Il Bioparco sostiene economicamente diversi progetti di conservazione in natura contribuendo in modo sostanziale alla tutela di specie e habitat minacciati in diverse aree geografiche del pianeta: ad esempio Save the Rhino International e il Komodo Survival Program.

La conservazione ex-situ si basa sull’applicazione di programmi di gestione in cattività delle specie a rischio di estinzione fra cui l’EEP (Eaza Ex situ Programme), attraverso la cooperazione tra le strutture zoologiche e ha tra gli obiettivi l’educazione e la sensibilizzazione, la  raccolta di fondi da destinare a progetti di conservazione in natura, e l’attuazione di progetti di ricerca scientifica. Il Bioparco coordina il progetto per il Lichi del Nilo, un’antilope africana particolarmente minacciata di estinzione.

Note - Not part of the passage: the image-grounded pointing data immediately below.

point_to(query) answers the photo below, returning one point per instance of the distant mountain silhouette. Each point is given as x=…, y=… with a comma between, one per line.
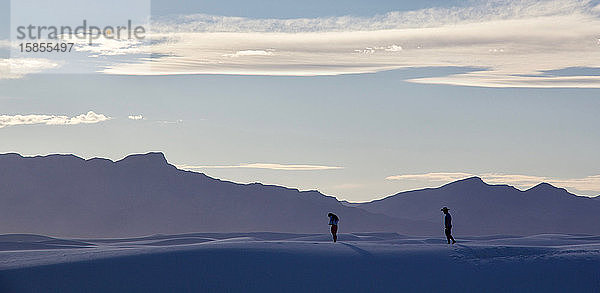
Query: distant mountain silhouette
x=64, y=195
x=479, y=209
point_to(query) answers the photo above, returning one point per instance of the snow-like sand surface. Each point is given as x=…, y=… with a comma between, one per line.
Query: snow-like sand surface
x=280, y=262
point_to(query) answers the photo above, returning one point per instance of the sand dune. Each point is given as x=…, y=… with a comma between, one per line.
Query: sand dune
x=282, y=262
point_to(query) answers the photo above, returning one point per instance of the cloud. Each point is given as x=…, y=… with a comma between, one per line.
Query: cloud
x=32, y=119
x=586, y=184
x=12, y=68
x=250, y=53
x=265, y=166
x=437, y=177
x=509, y=42
x=135, y=117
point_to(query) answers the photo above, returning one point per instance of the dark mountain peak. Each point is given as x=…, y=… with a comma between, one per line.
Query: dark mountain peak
x=148, y=159
x=545, y=187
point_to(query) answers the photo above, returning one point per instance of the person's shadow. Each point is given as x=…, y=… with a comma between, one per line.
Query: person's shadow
x=360, y=251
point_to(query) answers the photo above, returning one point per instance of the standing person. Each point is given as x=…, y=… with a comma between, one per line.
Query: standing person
x=333, y=220
x=448, y=225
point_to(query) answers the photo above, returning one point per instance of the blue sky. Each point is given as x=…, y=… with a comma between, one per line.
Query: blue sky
x=357, y=123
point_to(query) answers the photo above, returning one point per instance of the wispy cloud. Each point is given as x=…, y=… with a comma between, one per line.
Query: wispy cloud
x=12, y=68
x=32, y=119
x=510, y=42
x=135, y=117
x=264, y=166
x=243, y=53
x=586, y=184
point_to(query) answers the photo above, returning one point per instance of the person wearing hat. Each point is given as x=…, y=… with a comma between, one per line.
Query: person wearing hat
x=448, y=225
x=333, y=221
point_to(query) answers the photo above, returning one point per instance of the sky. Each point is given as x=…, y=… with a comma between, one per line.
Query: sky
x=357, y=99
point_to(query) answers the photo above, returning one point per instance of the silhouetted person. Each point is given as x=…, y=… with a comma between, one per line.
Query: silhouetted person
x=448, y=225
x=333, y=220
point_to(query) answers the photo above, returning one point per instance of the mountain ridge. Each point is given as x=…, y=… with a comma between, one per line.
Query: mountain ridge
x=143, y=194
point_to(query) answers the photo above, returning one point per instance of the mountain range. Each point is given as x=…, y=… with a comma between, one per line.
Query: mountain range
x=142, y=194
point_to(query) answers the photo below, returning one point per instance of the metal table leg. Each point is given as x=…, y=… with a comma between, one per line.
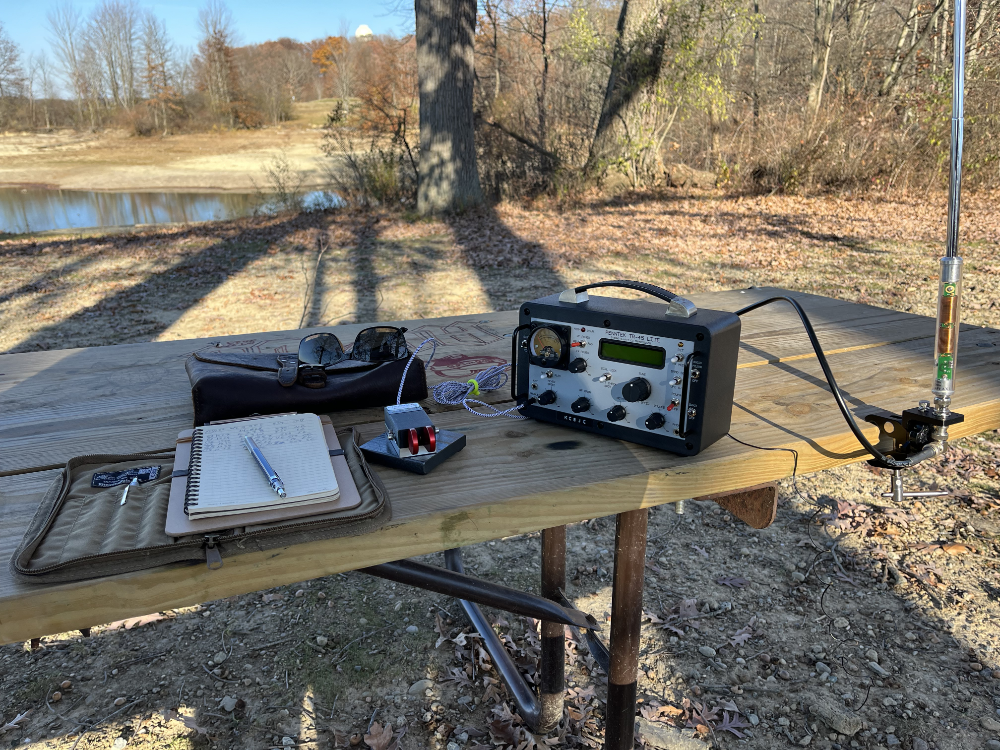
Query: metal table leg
x=553, y=663
x=626, y=622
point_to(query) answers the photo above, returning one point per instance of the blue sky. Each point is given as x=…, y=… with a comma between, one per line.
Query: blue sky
x=255, y=20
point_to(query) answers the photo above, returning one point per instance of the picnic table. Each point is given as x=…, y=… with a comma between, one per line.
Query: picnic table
x=512, y=478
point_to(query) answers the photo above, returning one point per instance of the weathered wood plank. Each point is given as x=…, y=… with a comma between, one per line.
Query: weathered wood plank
x=514, y=476
x=57, y=404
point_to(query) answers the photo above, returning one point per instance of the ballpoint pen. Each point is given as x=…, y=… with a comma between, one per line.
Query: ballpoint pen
x=272, y=477
x=133, y=483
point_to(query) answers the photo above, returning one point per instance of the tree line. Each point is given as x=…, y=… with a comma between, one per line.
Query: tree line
x=760, y=94
x=117, y=67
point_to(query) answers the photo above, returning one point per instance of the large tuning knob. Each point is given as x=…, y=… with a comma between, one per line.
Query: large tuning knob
x=637, y=389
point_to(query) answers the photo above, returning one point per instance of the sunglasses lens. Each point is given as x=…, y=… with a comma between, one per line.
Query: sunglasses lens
x=380, y=344
x=320, y=349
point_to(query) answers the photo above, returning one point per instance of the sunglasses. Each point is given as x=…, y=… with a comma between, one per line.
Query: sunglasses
x=321, y=350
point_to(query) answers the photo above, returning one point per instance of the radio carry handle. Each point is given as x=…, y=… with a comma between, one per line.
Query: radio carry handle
x=676, y=305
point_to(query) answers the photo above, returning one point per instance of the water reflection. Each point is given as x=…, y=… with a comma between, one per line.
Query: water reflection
x=38, y=210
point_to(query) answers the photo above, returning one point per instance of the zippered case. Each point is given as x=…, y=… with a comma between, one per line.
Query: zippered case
x=230, y=385
x=80, y=531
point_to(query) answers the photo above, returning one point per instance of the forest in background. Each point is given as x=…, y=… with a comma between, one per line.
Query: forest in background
x=761, y=95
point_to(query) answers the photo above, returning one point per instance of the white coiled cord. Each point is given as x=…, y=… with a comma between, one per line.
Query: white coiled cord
x=457, y=393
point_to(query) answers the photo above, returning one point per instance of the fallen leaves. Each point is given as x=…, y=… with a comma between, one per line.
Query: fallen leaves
x=380, y=737
x=188, y=721
x=13, y=723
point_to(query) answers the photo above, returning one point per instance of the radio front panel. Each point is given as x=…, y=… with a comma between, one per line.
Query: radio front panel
x=629, y=379
x=626, y=369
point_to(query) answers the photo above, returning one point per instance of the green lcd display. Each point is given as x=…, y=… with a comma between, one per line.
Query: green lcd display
x=632, y=354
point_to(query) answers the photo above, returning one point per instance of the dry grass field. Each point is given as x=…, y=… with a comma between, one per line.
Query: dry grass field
x=114, y=160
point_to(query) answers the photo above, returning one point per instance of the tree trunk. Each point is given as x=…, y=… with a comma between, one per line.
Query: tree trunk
x=448, y=178
x=891, y=79
x=755, y=95
x=822, y=42
x=635, y=63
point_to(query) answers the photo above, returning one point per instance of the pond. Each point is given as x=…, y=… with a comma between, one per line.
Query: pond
x=39, y=210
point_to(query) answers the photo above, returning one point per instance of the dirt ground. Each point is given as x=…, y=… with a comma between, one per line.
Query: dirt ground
x=115, y=160
x=849, y=623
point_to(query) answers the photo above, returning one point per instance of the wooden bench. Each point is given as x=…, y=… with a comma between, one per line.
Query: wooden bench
x=513, y=477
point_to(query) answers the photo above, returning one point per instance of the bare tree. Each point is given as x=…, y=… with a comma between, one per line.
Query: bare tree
x=64, y=36
x=911, y=36
x=157, y=75
x=822, y=42
x=113, y=32
x=11, y=72
x=218, y=73
x=448, y=178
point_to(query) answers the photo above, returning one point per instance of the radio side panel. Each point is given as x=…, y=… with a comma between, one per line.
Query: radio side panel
x=720, y=381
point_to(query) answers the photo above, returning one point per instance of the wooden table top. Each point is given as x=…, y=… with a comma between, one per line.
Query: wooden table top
x=513, y=477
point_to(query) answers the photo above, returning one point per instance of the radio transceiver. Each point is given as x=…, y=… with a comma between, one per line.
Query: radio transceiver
x=659, y=375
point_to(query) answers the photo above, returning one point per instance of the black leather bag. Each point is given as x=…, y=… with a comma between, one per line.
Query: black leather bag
x=230, y=385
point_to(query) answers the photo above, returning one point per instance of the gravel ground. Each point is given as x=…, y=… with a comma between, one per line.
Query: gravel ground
x=848, y=623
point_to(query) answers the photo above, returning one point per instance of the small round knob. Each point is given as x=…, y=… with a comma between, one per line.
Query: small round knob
x=549, y=397
x=637, y=389
x=616, y=413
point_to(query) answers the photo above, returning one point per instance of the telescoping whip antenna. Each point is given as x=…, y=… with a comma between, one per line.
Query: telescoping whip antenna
x=922, y=433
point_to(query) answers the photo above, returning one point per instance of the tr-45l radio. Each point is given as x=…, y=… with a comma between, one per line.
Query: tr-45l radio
x=659, y=375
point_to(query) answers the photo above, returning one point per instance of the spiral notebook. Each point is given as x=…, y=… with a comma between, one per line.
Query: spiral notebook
x=224, y=479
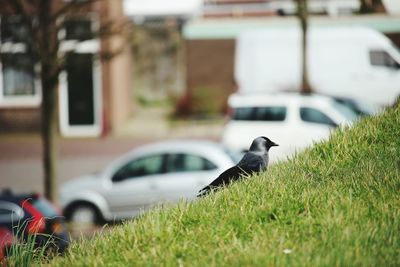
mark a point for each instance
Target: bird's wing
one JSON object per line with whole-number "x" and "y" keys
{"x": 232, "y": 174}
{"x": 252, "y": 162}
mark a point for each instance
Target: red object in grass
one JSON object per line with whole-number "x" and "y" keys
{"x": 6, "y": 240}
{"x": 38, "y": 223}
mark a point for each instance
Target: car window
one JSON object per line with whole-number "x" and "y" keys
{"x": 315, "y": 116}
{"x": 273, "y": 113}
{"x": 383, "y": 59}
{"x": 144, "y": 166}
{"x": 45, "y": 207}
{"x": 346, "y": 111}
{"x": 186, "y": 162}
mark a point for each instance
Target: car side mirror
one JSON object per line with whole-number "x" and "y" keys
{"x": 119, "y": 176}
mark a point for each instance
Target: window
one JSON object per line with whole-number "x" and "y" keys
{"x": 145, "y": 166}
{"x": 78, "y": 29}
{"x": 14, "y": 31}
{"x": 382, "y": 59}
{"x": 18, "y": 74}
{"x": 18, "y": 82}
{"x": 186, "y": 162}
{"x": 277, "y": 113}
{"x": 315, "y": 116}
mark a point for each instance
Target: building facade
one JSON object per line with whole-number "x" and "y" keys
{"x": 94, "y": 92}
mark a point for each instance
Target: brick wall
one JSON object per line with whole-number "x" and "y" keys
{"x": 210, "y": 64}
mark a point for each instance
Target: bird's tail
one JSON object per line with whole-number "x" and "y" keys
{"x": 205, "y": 191}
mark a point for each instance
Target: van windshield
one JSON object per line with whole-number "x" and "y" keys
{"x": 272, "y": 113}
{"x": 346, "y": 111}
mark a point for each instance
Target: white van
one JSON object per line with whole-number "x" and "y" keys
{"x": 354, "y": 62}
{"x": 293, "y": 121}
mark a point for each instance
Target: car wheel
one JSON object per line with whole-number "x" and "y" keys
{"x": 83, "y": 214}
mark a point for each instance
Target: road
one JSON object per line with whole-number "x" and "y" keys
{"x": 21, "y": 163}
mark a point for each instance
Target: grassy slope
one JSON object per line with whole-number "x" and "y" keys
{"x": 336, "y": 204}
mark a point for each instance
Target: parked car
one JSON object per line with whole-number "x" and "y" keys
{"x": 292, "y": 120}
{"x": 155, "y": 173}
{"x": 27, "y": 215}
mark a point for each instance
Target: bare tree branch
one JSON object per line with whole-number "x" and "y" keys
{"x": 71, "y": 6}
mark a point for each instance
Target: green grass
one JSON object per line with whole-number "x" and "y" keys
{"x": 336, "y": 204}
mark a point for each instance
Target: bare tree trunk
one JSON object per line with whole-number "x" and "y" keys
{"x": 305, "y": 86}
{"x": 49, "y": 80}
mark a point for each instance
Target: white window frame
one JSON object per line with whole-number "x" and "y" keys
{"x": 19, "y": 100}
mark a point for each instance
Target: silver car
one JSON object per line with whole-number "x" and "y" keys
{"x": 156, "y": 173}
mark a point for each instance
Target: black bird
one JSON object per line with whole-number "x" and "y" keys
{"x": 255, "y": 160}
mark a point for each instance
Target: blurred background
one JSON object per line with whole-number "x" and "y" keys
{"x": 217, "y": 70}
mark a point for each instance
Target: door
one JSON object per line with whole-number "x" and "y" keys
{"x": 80, "y": 89}
{"x": 80, "y": 96}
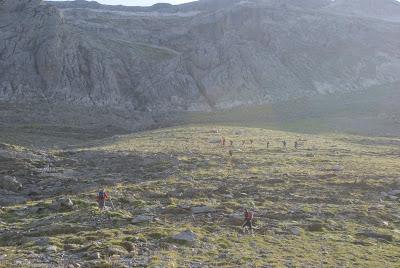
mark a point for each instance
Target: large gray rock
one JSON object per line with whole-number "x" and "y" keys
{"x": 141, "y": 219}
{"x": 194, "y": 57}
{"x": 203, "y": 209}
{"x": 62, "y": 203}
{"x": 10, "y": 183}
{"x": 186, "y": 236}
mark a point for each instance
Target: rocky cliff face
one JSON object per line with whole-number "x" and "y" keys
{"x": 197, "y": 56}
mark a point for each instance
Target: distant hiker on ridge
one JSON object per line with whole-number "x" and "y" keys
{"x": 248, "y": 218}
{"x": 223, "y": 140}
{"x": 101, "y": 198}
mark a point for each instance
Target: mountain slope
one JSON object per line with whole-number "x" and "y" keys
{"x": 197, "y": 56}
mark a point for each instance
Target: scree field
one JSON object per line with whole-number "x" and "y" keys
{"x": 333, "y": 202}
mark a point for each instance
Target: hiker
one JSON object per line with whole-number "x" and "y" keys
{"x": 248, "y": 218}
{"x": 102, "y": 196}
{"x": 223, "y": 140}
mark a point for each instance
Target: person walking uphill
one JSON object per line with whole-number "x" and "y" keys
{"x": 102, "y": 197}
{"x": 248, "y": 218}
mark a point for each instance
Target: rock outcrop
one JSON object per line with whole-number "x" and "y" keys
{"x": 197, "y": 56}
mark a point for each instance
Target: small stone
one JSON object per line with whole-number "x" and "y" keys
{"x": 295, "y": 230}
{"x": 337, "y": 168}
{"x": 52, "y": 249}
{"x": 186, "y": 236}
{"x": 203, "y": 209}
{"x": 10, "y": 183}
{"x": 394, "y": 192}
{"x": 375, "y": 235}
{"x": 62, "y": 203}
{"x": 315, "y": 227}
{"x": 141, "y": 219}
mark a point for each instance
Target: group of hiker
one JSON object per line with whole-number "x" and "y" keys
{"x": 251, "y": 141}
{"x": 103, "y": 196}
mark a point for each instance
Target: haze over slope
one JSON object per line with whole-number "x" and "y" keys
{"x": 194, "y": 56}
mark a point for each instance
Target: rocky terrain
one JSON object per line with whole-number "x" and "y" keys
{"x": 178, "y": 198}
{"x": 197, "y": 56}
{"x": 78, "y": 78}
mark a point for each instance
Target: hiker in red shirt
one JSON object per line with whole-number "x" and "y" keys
{"x": 248, "y": 218}
{"x": 101, "y": 198}
{"x": 223, "y": 141}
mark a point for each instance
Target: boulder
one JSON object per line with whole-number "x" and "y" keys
{"x": 62, "y": 203}
{"x": 337, "y": 168}
{"x": 214, "y": 140}
{"x": 295, "y": 230}
{"x": 141, "y": 219}
{"x": 203, "y": 209}
{"x": 315, "y": 227}
{"x": 394, "y": 193}
{"x": 371, "y": 234}
{"x": 10, "y": 183}
{"x": 52, "y": 249}
{"x": 186, "y": 236}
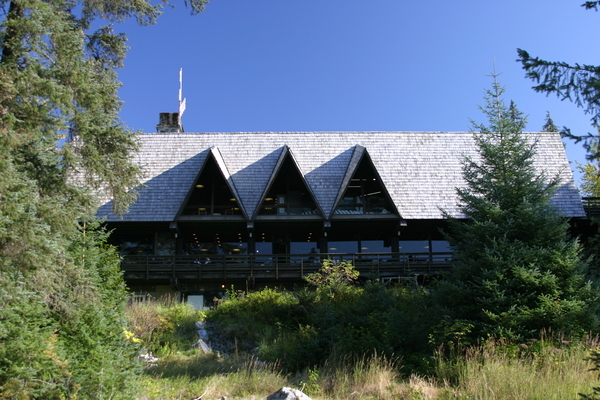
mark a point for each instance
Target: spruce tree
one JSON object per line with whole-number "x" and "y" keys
{"x": 61, "y": 290}
{"x": 516, "y": 269}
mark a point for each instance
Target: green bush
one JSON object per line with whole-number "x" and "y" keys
{"x": 164, "y": 327}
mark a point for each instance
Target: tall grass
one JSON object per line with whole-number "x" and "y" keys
{"x": 212, "y": 377}
{"x": 550, "y": 368}
{"x": 164, "y": 326}
{"x": 493, "y": 371}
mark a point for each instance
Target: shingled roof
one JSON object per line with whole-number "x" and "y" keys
{"x": 420, "y": 170}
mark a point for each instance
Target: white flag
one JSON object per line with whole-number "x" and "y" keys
{"x": 181, "y": 107}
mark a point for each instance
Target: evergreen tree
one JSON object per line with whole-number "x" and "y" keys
{"x": 61, "y": 292}
{"x": 517, "y": 271}
{"x": 579, "y": 83}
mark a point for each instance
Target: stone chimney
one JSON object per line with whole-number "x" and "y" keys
{"x": 169, "y": 123}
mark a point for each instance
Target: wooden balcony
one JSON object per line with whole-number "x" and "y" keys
{"x": 280, "y": 266}
{"x": 591, "y": 205}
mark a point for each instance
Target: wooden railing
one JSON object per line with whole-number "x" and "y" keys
{"x": 280, "y": 266}
{"x": 591, "y": 205}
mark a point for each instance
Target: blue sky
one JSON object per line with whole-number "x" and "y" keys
{"x": 318, "y": 65}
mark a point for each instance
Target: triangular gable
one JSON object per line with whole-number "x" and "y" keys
{"x": 324, "y": 168}
{"x": 212, "y": 192}
{"x": 166, "y": 184}
{"x": 290, "y": 194}
{"x": 252, "y": 178}
{"x": 219, "y": 159}
{"x": 363, "y": 190}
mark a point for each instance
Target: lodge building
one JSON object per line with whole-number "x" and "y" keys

Uno degli aspetti fondamentali della conservazione ex-situ e dei programmi EEP è la riproduzione in cattività di specie minacciate di estinzione, che si svolge secondo precisi standard per evitare accoppiamenti fra consanguinei al fine di mantenere uno stock di animali per eventuali progetti di rilascio in natura.

È il caso della Zebra di Grevy o delle Tigri di Sumatra, solo per fare un esempio, che si sono recentemente riprodotte in cattività e che rappresentano specie ormai sull’orlo di estinzione in natura.

 

Con lo stesso obiettivo sono stati realizzati altri programmi di conservazione ex situ, che hanno già ottenuto l’obiettivo del rilascio in natura, una volta che le minacce presenti nel loro habitat sono state rimosse e dove il ruolo del Bioparco è stato quello di garantire la riproduzione in ambiente protetto: è il caso dell’Euprotto sardo (Europroctus platycephalus) un piccolo tritone endemico della Sardegna, particolarmente minacciato di estinzione. Un altro progetto di conservazione ex situ in corso è quello che riguarda la Lucertola delle Eolie (Podarcis Raffonei), tra i vertebrati più minacciati di estinzione del territorio italiano e sicuramente il primo tra i rettili, inclusa tra le specie criticamente minacciate nella Lista Rossa dell’IUCN. Si tratta di una specie endemica esclusiva delle Isole Eolie attualmente presente in sole quattro stazioni geograficamente isolate tra loro.

Un contributo importante, anche se certo non sufficiente, per la conservazione delle specie e per la salvaguardia della biodiversità, che dimostra che anche gli Zoo possono fare la loro parte.